In an interview to Business Line , Ms Swati Kulkarni, Executive Vice-President and Fund Manager-Equities, UTI AMC, Mumbai, exudes confidence that Indian economy has many growth drivers that would benefit the investors in the coming decade. Excerpts:

How long do you think the pain would last?

Managing inflation has been a priority of RBI since April 2010 — 375 basis point increases in Repo rate. The GDP growth forecast for FY-12 has also moderated from 8.5 per cent to below seven per cent during the period. However, we expect moderation in inflation (due to favourable base of high inflation last year) and the monetary policy stance may focus on streamlining growth by lowering policy rates by the end of the first quarter of fiscal year of 2013.

With the recent qualitative measures from RBI to address the speculative activity, the rupee has started to stabilise. The BSE sensex at 15,200 is 13 times FY-12 and 11 times FY-13 consensus EPS estimates and is valued attractively. Hence, we are positive on equity from 2-3 years horizon, though in the short term the market will remain volatile.

Present global crisis is different from 2008 after Lehman Bros episode but a solution seems to be more difficult . Why?

Post 2008, the easy solution for all the problems was Government stimulus. US resorted to quantitative easing — the marginal utility of these measures is said to be diminishing. These have not been effective by and large to stimulate investment-led growth which could have helped in increasing Government revenues through taxes, etc. With worsening Government deficits and high debt to GDP across nations and the political unwillingness to implement strict austerity measures, the resolution seems to be taking more time.

Do you think our markets have de-coupled from global developments?

I think we are not de-coupled as far as the investor sentiments and risk aversion are concerned. The correlation among the markets actually increases in times of crisis. We may have periods of de-coupling especially if the Government is able to push reforms.

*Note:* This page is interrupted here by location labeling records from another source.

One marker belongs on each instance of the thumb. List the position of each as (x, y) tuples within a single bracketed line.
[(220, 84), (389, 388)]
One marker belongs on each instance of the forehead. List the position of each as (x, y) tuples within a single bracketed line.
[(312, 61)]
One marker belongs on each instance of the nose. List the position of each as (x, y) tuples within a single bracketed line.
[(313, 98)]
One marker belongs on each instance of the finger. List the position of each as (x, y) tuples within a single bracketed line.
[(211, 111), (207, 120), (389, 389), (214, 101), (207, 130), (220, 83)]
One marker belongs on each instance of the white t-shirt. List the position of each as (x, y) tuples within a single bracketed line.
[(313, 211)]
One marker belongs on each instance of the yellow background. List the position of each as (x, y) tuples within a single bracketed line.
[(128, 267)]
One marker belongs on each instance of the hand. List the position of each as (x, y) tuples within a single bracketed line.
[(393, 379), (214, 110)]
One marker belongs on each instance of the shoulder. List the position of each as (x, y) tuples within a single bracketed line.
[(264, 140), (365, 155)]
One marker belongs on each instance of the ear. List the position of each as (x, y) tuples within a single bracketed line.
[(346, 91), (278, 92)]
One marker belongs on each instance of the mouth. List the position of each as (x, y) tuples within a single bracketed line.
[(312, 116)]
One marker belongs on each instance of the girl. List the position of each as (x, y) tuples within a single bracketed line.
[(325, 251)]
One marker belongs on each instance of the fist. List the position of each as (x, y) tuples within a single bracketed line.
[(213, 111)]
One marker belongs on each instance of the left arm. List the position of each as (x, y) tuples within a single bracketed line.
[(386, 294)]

The infrastructure story has been a huge let down in the past two years. Do you expect the sector to recover in the near future?

Infrastructure is a long gestation investment, more so in a democratic set up like ours where you need to generate consensus. In hind sight, one can argue that the valuations were high as the earnings were downgraded later.

The growth momentum slowed down post 2008 on account of global credit crisis and domestic issues such as delays in land acquisitions, environmental clearances, coal availability, etc. Slowing growth, execution delays resulted in worsening balance sheets — rising debt and working capital needs. .

What is the likely impact of the Direct Taxes Code on the Indian bourses?

We will have to wait for the final draft/ additional information on likely implementation of DTC to assess the impact.

What is likely to drive the Indian equity markets in the coming decade?

The domestic oriented sectors would continue to drive the Indian equity story for the next decade.

The growing young working population, rising income levels and urbanisation would be the drivers of consumption theme.

Also, we will need huge investments in building infrastructure to sustain GDP growth rate of above eight per cent. So, there will be opportunities in healthcare, education, infrastructure, banks, etc, besides consumption segment.